Olho sempre para o Frank Sinatra: não compunha, mas fazia as músicas tornarem-se dele, à sua medida. Como ele, há tantos outros. A Carolina tem o poder de me rasgar a alma e de me conhecer de fora para dentro e de dentro para fora, por isso vai ser sempre uma compositora especial para mim. Não conheço ninguém com estas capacidades. Não digo que nunca vou escrever. Quem sabe, um dia.

O que mais te preocupa na hora de perceber se vais ou não interpretar determinado tema?

Não me preocupo com nada! Canto o que sinto e só canto o que realmente me faz sentido.
Se não, não canto. Ponto final.

Acreditas nas raízes populares do Fado, como revelaste nesse podcast, acreditas que nasceu do povo que sentia o Fado como uma necessidade de expressão? Achas que as novas gerações de fadistas têm conseguido trazer o Fado para o lado popular do nosso tempo? Ou seja, têm conseguido fazer com que o Fado ainda faça sentido, hoje, como forma de expressão popular contemporânea? O que torna para ti o Fado intemporal?

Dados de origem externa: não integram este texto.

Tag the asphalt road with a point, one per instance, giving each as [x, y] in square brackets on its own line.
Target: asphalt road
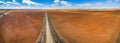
[49, 34]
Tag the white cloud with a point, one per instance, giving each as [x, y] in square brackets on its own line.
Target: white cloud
[2, 2]
[109, 1]
[86, 4]
[117, 0]
[55, 1]
[63, 2]
[29, 2]
[99, 3]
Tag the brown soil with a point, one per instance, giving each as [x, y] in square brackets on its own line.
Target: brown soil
[21, 26]
[24, 26]
[87, 27]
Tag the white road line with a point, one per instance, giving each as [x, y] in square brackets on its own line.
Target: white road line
[5, 14]
[49, 37]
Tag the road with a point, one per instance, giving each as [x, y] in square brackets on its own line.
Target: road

Sim, acredito que nasceu de uma necessidade de expressão. O Fado é, de tal forma, sentido e intenso que tinha de ter uma linguagem própria. Vivemos tempos diferentes, vivemos coisas diferentes, histórias diferentes, formas de vestir diferentes, tudo mudou, mas o Fado não muda, é um facto. É realmente intemporal na sua essência, mas é como se, atualmente, se vestisse com novas peles, como se pudesse ter mutações. Mas o Fado tradicional, esse, nunca mexe. Seremos menos fadistas por isso? Porque sinto-me fadista de uma ponta à outra, como se tivesse tido outras vidas dentro do Fado. Não consigo explicar este sentimento, sinto-o. Acho que ser-se fadista não se escolhe. Nasce-se.

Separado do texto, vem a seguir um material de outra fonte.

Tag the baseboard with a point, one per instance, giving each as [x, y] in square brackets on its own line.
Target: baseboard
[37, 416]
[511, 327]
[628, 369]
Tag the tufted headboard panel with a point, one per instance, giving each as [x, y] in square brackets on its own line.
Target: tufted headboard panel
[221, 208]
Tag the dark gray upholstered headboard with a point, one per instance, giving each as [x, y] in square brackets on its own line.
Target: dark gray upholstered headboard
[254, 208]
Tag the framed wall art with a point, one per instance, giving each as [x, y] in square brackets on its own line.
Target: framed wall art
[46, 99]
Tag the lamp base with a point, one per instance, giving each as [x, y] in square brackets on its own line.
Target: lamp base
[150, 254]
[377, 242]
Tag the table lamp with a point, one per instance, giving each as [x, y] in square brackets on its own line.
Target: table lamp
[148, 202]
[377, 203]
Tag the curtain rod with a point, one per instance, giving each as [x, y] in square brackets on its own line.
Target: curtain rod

No nosso país a popularidade do Fado não foi linear, principalmente após o 25 de Abril. Houve a tal nova geração de fadistas que o trouxe de novo para a ribalta popular. Porque achas que houve esse novo ressurgimento e como olhas para a forma como os mais novos olham para o Fado? Achas que os jovens têm uma boa relação com o Fado? Gostam de o ouvir e de o afirmarem? Notas que há mais jovens a frequentarem casas de Fado, por exemplo?

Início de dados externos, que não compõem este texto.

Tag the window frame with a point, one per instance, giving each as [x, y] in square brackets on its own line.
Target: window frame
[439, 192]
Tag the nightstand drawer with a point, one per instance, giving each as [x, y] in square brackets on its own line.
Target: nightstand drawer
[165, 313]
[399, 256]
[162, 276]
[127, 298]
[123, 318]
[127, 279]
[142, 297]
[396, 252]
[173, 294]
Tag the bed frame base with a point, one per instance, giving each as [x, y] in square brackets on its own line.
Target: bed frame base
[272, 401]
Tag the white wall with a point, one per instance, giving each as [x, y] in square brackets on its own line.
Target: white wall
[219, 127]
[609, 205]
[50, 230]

Sem dúvida que sim. Se na minha altura éramos poucos, consigo imaginar antes da minha geração. O Fado tem vindo a ter um caminho excecional nesse sentido, e temos de agradecer muito aos nossos fadistas que romperam estradas para lá chegarmos. Acho que, atualmente, se perguntarmos a alguém mais jovem se conhece o Fado eles já não dizem que não, já estão mais informados. Isso deixa-me imensamente feliz. Acho que devia ser assunto nas escolas visto que é uma música tradicional portuguesa. Mas isso é um caminho ainda a percorrer, temos ainda um longo caminho a fazer em relação ao Fado e ao que ele representa no nosso país. Agora é continuar a fazer o trabalho que temos feito até aqui, com valores, verdade e com a portugalidade na voz.